Bajo la batuta de la profesora de matemáticas Marosa Vázquez, un grupo de alumnos de 1º, 3º y 4º de la ESO dedican dos recreos por semana a doblar papel. Porque en los pliegues y repliegues de una simple hoja se esconden mil posibilidades didácticas y mil oportunidades de comprender, sin más esfuerzo que la práctica, conceptos como el de diagonal, bisectriz, paralela, punto medio, intersección o perpendicular.

«Pero os rapaces aprenden moito máis -recalca la profesora-. Aprenden a ser precisos e minuciosos, a poñer atención, a adquirir paciencia e a colaborar». La clave está en el tipo de papiroflexia que practican, la modular, que parte de un papel cuadrado o rectangular sobre el que trabaja individualmente cada alumno, pero que después va a unirse al de los demás. Si un pliegue no es perfecto, la figura final no resultará. El trabajo de cada uno es imprescindible para el proyecto global final.

Un buen ejemplo es un icosaedro truncado que luce en una de las estanterías del aula de papiroflexia del instituto. «Todo un luxo ter un aula propia», admite Marosa Vázquez. Es un poliedro con 20 hexágonos y 12 pentágonos, la figura del típico balón de fútbol, que exige minuciosidad en los dedos de cada ejecutor.

«A estes rapaces nótaselles unha gran visión espacial e un sentido moi grande de profundidade. Nótaselles o traballo. Non quere dicir que vaian ter mellores notas en matemáticas por iso, aínda que na práctica si que as teñen porque son rapaces con ganas de aprender y con curiosidade e o feito de que se apunten a este obradoiro é un indicio máis desa actitude, que adoita dar bos resultados á hora das notas».

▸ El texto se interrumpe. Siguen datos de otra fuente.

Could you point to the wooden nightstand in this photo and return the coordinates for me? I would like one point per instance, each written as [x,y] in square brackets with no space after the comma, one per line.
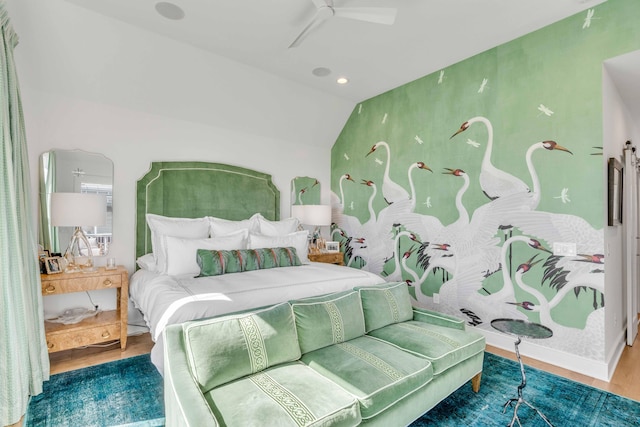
[106,326]
[328,257]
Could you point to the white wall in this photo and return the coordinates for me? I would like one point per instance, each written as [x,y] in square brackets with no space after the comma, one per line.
[617,129]
[93,83]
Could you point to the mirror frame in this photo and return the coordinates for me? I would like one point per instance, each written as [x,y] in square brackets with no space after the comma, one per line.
[48,236]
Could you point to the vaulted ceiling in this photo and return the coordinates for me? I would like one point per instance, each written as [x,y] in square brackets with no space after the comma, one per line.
[427,35]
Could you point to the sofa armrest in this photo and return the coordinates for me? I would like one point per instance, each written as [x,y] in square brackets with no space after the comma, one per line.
[185,405]
[435,318]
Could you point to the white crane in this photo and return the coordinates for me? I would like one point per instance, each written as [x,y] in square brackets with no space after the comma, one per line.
[587,342]
[391,191]
[547,145]
[396,275]
[493,181]
[337,203]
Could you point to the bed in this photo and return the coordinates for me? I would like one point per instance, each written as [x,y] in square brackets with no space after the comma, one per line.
[185,206]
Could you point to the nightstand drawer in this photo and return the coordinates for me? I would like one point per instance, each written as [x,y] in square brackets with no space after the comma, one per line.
[64,340]
[63,286]
[108,325]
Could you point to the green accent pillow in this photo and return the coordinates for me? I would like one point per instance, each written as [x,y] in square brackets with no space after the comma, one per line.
[329,319]
[385,304]
[227,348]
[216,262]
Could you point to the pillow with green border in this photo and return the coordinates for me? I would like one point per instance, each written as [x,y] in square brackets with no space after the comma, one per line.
[216,262]
[329,319]
[227,348]
[385,304]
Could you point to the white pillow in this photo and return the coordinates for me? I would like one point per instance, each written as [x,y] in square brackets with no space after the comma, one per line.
[278,228]
[147,262]
[298,240]
[221,227]
[161,227]
[181,253]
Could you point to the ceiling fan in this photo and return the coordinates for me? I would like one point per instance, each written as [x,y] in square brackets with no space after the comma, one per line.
[326,10]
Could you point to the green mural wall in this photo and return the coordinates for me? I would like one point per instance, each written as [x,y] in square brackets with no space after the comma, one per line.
[545,86]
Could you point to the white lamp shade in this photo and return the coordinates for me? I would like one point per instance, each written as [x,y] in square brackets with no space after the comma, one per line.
[297,211]
[319,215]
[77,209]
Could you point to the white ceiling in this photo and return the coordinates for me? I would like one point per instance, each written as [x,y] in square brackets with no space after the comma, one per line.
[427,36]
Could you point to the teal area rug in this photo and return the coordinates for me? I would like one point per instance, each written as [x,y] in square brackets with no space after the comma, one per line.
[129,393]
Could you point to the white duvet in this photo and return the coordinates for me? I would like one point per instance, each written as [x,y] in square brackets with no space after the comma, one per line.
[166,300]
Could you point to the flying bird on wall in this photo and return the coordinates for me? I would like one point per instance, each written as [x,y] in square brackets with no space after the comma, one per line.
[391,191]
[544,110]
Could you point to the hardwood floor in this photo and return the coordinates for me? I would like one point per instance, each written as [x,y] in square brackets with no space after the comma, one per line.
[625,381]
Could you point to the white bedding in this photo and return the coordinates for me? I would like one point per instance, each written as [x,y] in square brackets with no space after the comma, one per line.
[166,300]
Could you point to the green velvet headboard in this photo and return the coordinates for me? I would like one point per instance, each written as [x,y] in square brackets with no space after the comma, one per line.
[198,189]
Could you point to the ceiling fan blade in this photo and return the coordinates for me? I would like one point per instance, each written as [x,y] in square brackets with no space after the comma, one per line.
[322,3]
[321,15]
[377,15]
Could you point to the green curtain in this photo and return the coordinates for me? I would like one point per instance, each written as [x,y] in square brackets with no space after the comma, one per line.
[48,233]
[24,362]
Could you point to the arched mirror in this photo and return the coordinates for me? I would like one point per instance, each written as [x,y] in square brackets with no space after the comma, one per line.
[305,191]
[75,171]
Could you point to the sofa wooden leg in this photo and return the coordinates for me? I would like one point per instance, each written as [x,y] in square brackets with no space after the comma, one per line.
[475,382]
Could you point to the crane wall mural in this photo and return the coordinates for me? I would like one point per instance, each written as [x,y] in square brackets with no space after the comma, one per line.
[461,182]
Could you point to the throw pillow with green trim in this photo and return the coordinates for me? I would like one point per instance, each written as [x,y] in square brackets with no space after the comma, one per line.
[329,319]
[217,262]
[385,304]
[223,349]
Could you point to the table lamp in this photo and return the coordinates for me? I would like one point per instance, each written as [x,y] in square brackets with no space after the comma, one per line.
[316,215]
[78,210]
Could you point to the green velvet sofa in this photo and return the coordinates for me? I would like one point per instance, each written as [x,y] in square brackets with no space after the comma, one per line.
[363,357]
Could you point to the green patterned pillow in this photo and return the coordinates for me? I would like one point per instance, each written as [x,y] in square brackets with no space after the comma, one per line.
[224,349]
[385,304]
[216,262]
[329,319]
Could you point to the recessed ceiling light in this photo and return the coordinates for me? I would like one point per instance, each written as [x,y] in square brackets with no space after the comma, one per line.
[321,72]
[170,10]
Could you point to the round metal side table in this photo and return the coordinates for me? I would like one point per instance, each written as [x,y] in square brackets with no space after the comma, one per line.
[522,328]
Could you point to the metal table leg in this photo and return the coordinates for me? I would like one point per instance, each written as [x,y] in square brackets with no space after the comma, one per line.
[520,400]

«Siempre tuve problemas con la materia y ahora lo veo todo mucho más fácil»

Rayssa Sabino tiene 15 años y estudia coreano por internet. Es una de las veteranas del club de papiroflexia: «Yo siempre tuve problemas con la materia de geometría y desde que entré aquí me resulta más fácil».

Manuel Alonso, de 14 años, quiere estudiar Ingeniería aeroespacial y es un forofo del plegado de papel. Desde pequeño hacía figuras valiéndose de youtube y ahora tiene en casa su propia exposición. Ha dedicado todas las tardes de una semana a elaborar un icosaedro truncado, con sus 120 piezas y sus pliegues correspondientes, que obsequió como regalo de primera comunión a uno de sus primos. Las figuritas de papel, con toda su complejidad y creatividad, son uno de sus regalos clásicos en Navidad.

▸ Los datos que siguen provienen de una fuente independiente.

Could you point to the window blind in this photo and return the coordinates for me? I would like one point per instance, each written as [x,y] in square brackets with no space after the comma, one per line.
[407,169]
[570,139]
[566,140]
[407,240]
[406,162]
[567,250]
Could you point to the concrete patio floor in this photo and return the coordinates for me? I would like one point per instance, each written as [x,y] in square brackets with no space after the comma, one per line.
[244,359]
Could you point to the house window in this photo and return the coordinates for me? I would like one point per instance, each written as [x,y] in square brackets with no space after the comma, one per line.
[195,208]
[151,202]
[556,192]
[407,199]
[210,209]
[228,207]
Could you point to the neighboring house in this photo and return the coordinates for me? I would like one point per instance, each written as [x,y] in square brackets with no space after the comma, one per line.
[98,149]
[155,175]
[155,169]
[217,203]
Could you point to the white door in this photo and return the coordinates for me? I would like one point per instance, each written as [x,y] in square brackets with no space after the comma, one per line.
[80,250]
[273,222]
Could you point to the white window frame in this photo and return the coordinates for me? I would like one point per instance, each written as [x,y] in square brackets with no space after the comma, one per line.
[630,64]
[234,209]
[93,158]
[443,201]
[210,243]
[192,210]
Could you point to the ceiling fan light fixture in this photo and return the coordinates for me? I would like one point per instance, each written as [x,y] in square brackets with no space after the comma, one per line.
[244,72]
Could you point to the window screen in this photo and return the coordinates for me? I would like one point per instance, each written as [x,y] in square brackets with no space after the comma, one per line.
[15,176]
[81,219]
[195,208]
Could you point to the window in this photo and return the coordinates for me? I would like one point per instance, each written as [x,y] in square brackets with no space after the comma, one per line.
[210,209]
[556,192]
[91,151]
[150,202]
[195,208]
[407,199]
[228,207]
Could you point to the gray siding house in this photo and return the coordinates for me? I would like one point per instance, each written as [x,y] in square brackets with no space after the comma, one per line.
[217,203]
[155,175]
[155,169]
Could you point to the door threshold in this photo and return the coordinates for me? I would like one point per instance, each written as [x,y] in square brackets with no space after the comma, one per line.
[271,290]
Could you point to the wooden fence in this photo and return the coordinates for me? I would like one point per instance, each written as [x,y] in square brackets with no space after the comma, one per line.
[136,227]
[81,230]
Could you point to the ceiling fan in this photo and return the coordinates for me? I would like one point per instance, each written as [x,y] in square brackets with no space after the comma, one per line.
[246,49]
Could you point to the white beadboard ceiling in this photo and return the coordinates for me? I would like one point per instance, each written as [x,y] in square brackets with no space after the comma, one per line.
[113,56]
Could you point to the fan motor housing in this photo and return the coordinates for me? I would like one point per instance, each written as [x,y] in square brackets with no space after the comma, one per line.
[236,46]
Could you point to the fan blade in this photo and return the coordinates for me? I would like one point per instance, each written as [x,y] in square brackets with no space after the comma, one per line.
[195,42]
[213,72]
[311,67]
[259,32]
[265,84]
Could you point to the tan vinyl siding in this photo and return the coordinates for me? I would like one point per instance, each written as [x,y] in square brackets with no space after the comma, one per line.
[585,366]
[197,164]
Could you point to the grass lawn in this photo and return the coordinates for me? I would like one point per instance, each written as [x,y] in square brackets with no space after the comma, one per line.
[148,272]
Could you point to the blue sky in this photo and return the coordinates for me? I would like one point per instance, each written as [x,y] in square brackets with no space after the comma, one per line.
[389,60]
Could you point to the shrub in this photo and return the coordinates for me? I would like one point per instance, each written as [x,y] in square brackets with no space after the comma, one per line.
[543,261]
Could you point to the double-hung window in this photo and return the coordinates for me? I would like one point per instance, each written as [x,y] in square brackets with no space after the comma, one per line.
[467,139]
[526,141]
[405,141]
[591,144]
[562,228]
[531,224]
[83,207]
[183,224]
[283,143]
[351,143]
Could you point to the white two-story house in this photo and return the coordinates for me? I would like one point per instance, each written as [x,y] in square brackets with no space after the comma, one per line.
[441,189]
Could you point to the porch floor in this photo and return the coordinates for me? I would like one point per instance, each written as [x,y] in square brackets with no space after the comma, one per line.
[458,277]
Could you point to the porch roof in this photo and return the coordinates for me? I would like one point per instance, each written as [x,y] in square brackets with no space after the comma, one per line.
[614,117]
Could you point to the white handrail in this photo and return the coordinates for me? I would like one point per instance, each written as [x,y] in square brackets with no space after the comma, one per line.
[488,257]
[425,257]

Lucía Álvarez, de 12 años, asegura que no son frikis y que ella siempre tuvo inclinación hacia esta técnica. Aunque hace tiempo le regalaron un libro sobre la materia, nunca se atrevió a tomarlo en serio hasta que empezó en el taller del instituto.

Noelia Camón, de 4º de la ESO, no echa de menos el recreo: «Esto cuenta como recreo -asegura-, es un tipo de diversión también. Si te gusta, es como un descanso».

Todos comparten esa visión y se sienten, de alguna manera, privilegiados. «Todo el mundo quiere apuntarse al taller -afirma Rayssa Sabino-, pero no hay suficientes plazas. Y también es cierto que no todo el mundo quiere venir en los recreos, aunque luego les gustaría participar en nuestras excursiones». Zaragoza, Madrid y la última feria de matemáticas de A Coruña fueron sus últimos destinos.

La técnica del papel se aplica a los airbags, las carpas y la astronomía

La sombra de la papiroflexia -u origami en su nombre japonés- es enorme. «Nos airbags a técnica de pregado procede dun estudo de papiroflexia -indica Marosa Vázquez-, igual que os grandes lentes transportables de astronomía ou arquitecturas efémeras, como esas grandes carpas que se montan e desmontan». En la actualidad, comenta la profesora, «as universidades de máis prestixio, como o MIT ou Oxford, están traballando con papiroflexia nas aulas de matemáticas e física». Sin olvidar la faceta artística de técnicas como la muy francesa del papel arrugado. Todo es posible doblando un papel: desde observar las estrellas a vestir a un modelo con un lujoso vestido hecho a base de pliegues, sin una gota de pegamento, sin una costura y sin un centímetro de tela.